Arya, Doruk'un hala beni sevdiğini düşünüyordu. Ama böyle bir şey olamazdı. Onun aklına gelebilecek son kişi bile değildim.

"Tesadüfe bak!" dedi Arya.

Ona ölümcül ama bir o kadar da alaycı bakışlarımdan birini attım.

"Gel de sınıfı göstereyim sana." dedi Doruk.

O yokmuş gibi davranmak için büyük bir çaba harcıyordum.

"Gerek yok. Ben bulurum."

Ona sırtımı dönüp yürümeye başladım. Kızların gerisinde kalmıştım. Tam onlara yetişebilmek için adımlarımı hızlandırmıştım ki bir el bileğimden tutup bedenimi kendine doğru çekti.

Ah, yeter. Haddini aşmıştı. Vücutlarımızın birbirine değmemesine rağmen sinirlenmiştim.

Bakışlarımı yüzüne doğru çevirirken bileğimi ondan kurtarmaya çalışıyordum ve sonunda kurtulduğumda bir adım geri gittim.

"Bu da neydi şimdi?" dedim kaşlarımı çatarak.

Ama o cevap vermek yerine gülümsüyordu. Sadece gülümsüyordu. Onun yaptığı her bir şeyin beni rahatsız ettiği gibi gülmesine de ayrı bir sinir oluyordum.

Gülmek her zaman mutlu olmak için değildir. Hatta öyle gülmeler vardır ki en büyük acıları örtmek içindir. Evet, bunu biliyordum. Ama Doruk acı çekmezdi. Onun bir kalbi var mı bundan bile şüphe ediyordum.

Gözlerimi devirerek ona sırtımı döndüm ve yürümeye başladım. Kızlar sınıflarına gitmişti ama Arya telefonuyla oyalanıyordu. Yanına gittim.

"Hangi sınıftayım?"

"10A. Aynı sınıftayız babalık." dedi gülerek. Sonunda güzel bir haber almıştım. "Ama kötü bir haberim daha var: Bade de bizim sınıfta."

Hayır. Buna kalbim dayanmazdı.
Bütün bir yıl boyunca Bade'nin gözümün önünde Doruk'a yavşamasını izleyecektim. Tam bir işkence...

"Sınıfa girelim" dedim.
İçimde hissettiklerimi dışarıya yansıtmamakta ustaydım. Arya'nın Bade'yi umursamadığımı sandığına eminim.
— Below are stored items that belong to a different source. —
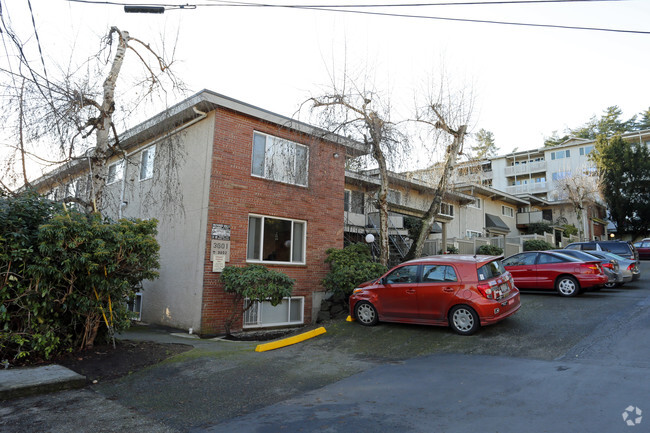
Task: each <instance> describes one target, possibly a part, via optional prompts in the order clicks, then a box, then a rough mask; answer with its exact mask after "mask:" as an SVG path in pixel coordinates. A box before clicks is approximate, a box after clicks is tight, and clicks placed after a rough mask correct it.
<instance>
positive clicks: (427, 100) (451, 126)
mask: <svg viewBox="0 0 650 433" xmlns="http://www.w3.org/2000/svg"><path fill="white" fill-rule="evenodd" d="M429 95H430V96H429V97H428V100H427V102H426V104H425V105H424V107H423V108H421V109H419V110H417V113H416V121H417V122H419V123H421V124H423V125H425V126H426V127H427V128H428V129H429V133H430V139H429V143H428V146H425V147H428V148H429V149H430V151H432V152H433V151H434V149H435V148H436V147H437V146H438V145H439V144H440V143H443V146H444V149H445V151H444V152H445V153H444V163H442V164H441V165H440V170H439V172H438V173H437V182H436V186H435V188H434V191H433V200H432V201H431V204H430V206H429V209H427V211H426V212H425V214H424V216H423V217H422V218H421V219H422V224H421V226H420V232H419V233H418V235H417V237H416V238H415V239H414V240H413V243H412V244H411V248H410V249H409V252H408V254H407V255H406V259H407V260H409V259H413V258H416V257H420V256H421V255H422V250H423V248H424V242H425V241H426V240H427V238H428V237H429V232H430V231H431V227H432V226H433V224H434V222H435V219H436V217H437V216H438V214H439V213H440V208H441V206H442V200H443V198H444V197H445V194H446V193H447V191H448V190H449V187H450V185H449V183H450V179H451V178H452V175H453V172H454V168H455V167H456V161H457V159H458V156H459V155H461V154H462V153H463V143H464V140H465V136H466V135H467V128H468V123H469V120H470V117H471V114H472V107H473V97H472V92H471V90H469V91H468V90H465V89H463V90H460V91H452V90H451V86H450V85H449V82H448V81H446V80H445V79H444V76H443V79H442V80H441V84H440V86H439V87H438V88H437V91H436V92H435V93H434V92H430V93H429ZM445 248H446V246H445V245H443V251H444V250H445Z"/></svg>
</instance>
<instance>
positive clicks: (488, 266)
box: [476, 260, 506, 281]
mask: <svg viewBox="0 0 650 433" xmlns="http://www.w3.org/2000/svg"><path fill="white" fill-rule="evenodd" d="M476 272H477V274H478V279H479V281H483V280H489V279H490V278H496V277H499V276H501V275H503V274H504V273H505V272H506V269H505V268H504V267H503V264H501V260H493V261H491V262H489V263H486V264H484V265H483V266H481V267H480V268H478V269H477V271H476Z"/></svg>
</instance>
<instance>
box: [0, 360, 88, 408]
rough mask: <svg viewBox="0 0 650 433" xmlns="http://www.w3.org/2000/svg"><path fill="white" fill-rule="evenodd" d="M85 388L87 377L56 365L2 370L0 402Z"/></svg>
mask: <svg viewBox="0 0 650 433" xmlns="http://www.w3.org/2000/svg"><path fill="white" fill-rule="evenodd" d="M84 386H86V377H85V376H82V375H80V374H78V373H75V372H74V371H72V370H69V369H67V368H65V367H63V366H61V365H56V364H52V365H45V366H41V367H25V368H12V369H8V370H0V400H11V399H15V398H21V397H27V396H30V395H37V394H45V393H50V392H56V391H62V390H65V389H77V388H83V387H84Z"/></svg>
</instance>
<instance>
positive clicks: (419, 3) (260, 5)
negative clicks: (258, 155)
mask: <svg viewBox="0 0 650 433" xmlns="http://www.w3.org/2000/svg"><path fill="white" fill-rule="evenodd" d="M68 1H90V0H68ZM211 1H213V2H216V3H223V5H219V4H208V5H200V6H237V5H241V6H265V7H295V8H391V7H423V6H425V7H428V6H493V5H514V4H543V3H596V2H599V3H613V2H620V1H627V0H486V1H465V2H458V3H454V2H435V3H390V4H388V3H376V4H323V5H318V4H302V5H301V4H297V5H289V4H265V3H250V2H241V1H229V0H211Z"/></svg>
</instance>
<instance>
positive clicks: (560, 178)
mask: <svg viewBox="0 0 650 433" xmlns="http://www.w3.org/2000/svg"><path fill="white" fill-rule="evenodd" d="M570 175H571V172H570V171H558V172H555V173H553V174H551V178H552V179H553V181H557V180H562V179H564V178H566V177H569V176H570Z"/></svg>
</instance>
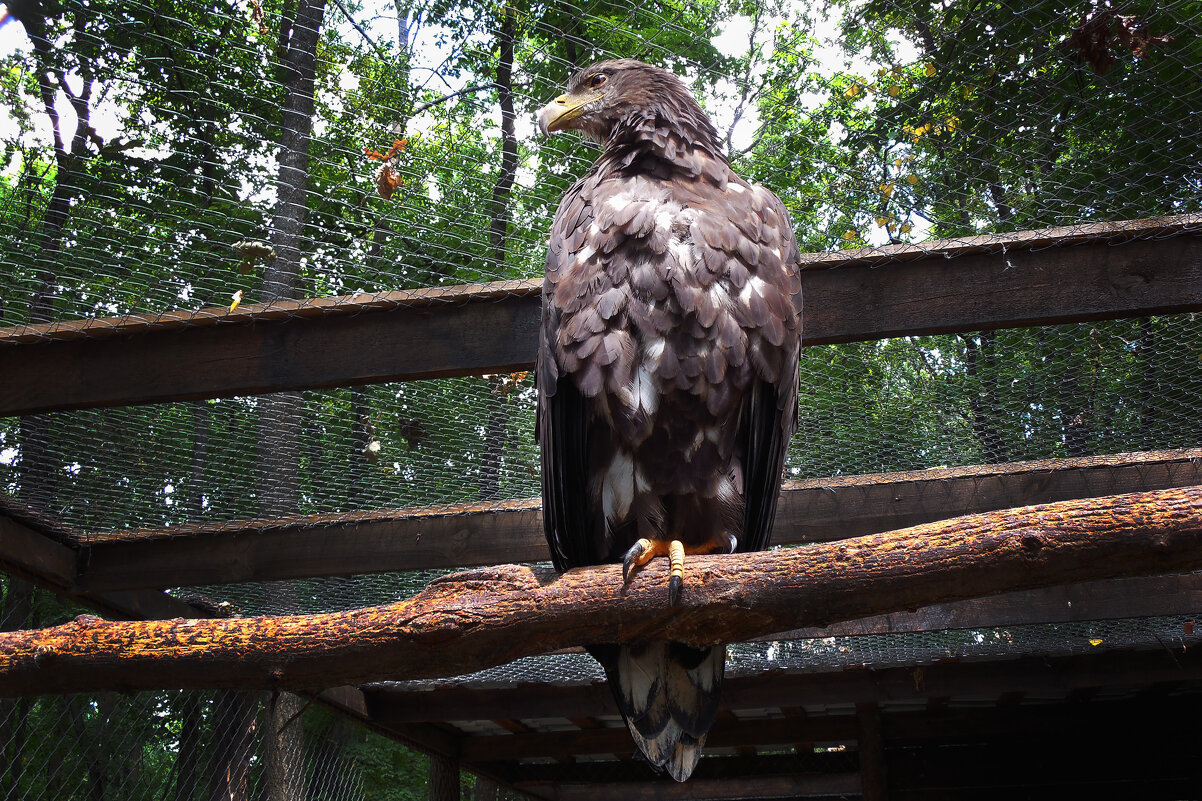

Çantamı Arya'nın yanındaki sıraya koydum. Ders fizikti. İkimizde fizik dersinden nefret ederdik. Bütün dersi sohbet ederek geçirecektik. Dersin yarısında hocayı sinirlendirmiş olacağız ki yerlerimizi ayırdı.

"Kainat Doruk'un yanına." diye emretti fizikçi.
Lanet. Lanet. Lanet.

"Ama..."

"İtiraz yok."

Yüzümü ekşiterek Doruk'un yanına geçtim. Ders fazlasıyla sıkıcı geçiyordu ve yanımda konuşabileceğim biri yoktu. Aklımdan bu düşünceler geçerken Doruk eğilerek kulağıma yaklaştı. Başta irkilsemde açıkcası ne diyeceğini merak etmiştim.

"Değişmişsin." dedi ilk defa ciddi bir sesle.
Cevap vermedim. Umursamıyormuş gibi davranmak en iyisiydi. "Niye cevap vermiyorsun?"